<div class="alert alert-block alert-danger">

# 14A: Redlining: Historic Effects of Racism (COMPLETE)

**Use with textbook version 6.0+**


**Lesson assumes students have read up through page: 14.3**


</div>

<div class="alert alert-block alert-warning">

#### Summary of Notebook:

In this notebook, we can learn a little more about what "controlling for" means and how it's a little different than "proportional". Students will explore a data frame that includes information on historically red-lined neighborhoods and the tree coverage of those neighborhoods today.

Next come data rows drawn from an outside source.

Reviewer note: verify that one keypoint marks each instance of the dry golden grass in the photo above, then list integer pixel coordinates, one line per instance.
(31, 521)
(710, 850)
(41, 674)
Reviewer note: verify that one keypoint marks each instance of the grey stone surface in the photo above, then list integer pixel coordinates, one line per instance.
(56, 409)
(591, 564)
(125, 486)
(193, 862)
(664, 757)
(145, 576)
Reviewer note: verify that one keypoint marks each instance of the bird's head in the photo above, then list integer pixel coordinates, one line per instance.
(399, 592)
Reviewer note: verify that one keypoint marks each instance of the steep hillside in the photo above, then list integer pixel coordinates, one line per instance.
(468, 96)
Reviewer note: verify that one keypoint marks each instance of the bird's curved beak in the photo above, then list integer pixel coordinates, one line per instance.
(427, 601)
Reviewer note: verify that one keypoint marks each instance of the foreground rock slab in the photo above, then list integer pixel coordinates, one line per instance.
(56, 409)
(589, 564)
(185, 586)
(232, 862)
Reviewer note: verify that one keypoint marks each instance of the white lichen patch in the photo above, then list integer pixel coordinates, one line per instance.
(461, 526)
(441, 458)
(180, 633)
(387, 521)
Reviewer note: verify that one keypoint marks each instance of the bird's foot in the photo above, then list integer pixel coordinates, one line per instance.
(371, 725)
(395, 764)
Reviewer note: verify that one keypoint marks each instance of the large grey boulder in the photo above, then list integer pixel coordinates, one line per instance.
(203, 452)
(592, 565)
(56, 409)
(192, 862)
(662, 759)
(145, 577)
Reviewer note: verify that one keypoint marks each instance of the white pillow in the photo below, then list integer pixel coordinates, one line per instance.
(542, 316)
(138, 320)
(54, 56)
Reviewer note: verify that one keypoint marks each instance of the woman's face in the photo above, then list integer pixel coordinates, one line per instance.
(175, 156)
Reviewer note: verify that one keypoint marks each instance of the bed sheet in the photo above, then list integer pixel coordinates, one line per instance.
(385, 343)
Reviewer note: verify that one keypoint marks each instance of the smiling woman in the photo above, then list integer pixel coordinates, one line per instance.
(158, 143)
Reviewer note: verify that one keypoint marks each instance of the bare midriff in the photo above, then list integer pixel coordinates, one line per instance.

The lesson demonstrates how single-predictor models that use redlining and neighborhood size to predict tree coverage may not be as predictive as multivariate models that take into account both of those factors.
 
#### Includes:

- Fitting and interpreting simple and multiple regression models
- Exploring the dangers of failing to include an important variable in a model
- Using visualizations to explore which variables should be included in a model

</div>

<div class="alert alert-block alert-success">

## Approximate time to complete Notebook: 75-105 Mins

</div>

In [None]:
# This code will load the R packages we will use
suppressPackageStartupMessages({
    library(coursekata)
})

# Pull in data
holc <- read.csv("https://docs.google.com/spreadsheets/d/e/2PACX-1vTxPfb9hD9EKXtnNuJp9k6SIn5KIbX1J3lGeoys49gS23M_hg79QDSRMHHQywirGHBO_MRAy1dUNLJ5/pub?gid=440145799&single=true&output=csv", header = TRUE)
holc$red_lined <- factor(holc$red_lined, levels = c(0,1), labels = c("not red-lined", "red-lined"))

### History of Redlining

Redlining was a process started in the 1930s in which the Home Owners' Loan Corporation (HOLC), a US federal agency, gave neighborhoods ratings to guide investment. Certain neighborhoods were colored red on HOLC maps and labeled as "hazardous" (see below). These "red-lined" neighborhoods were deemed risky investments (that is, banks and other institutions should not give loans to people trying to buy property in these areas).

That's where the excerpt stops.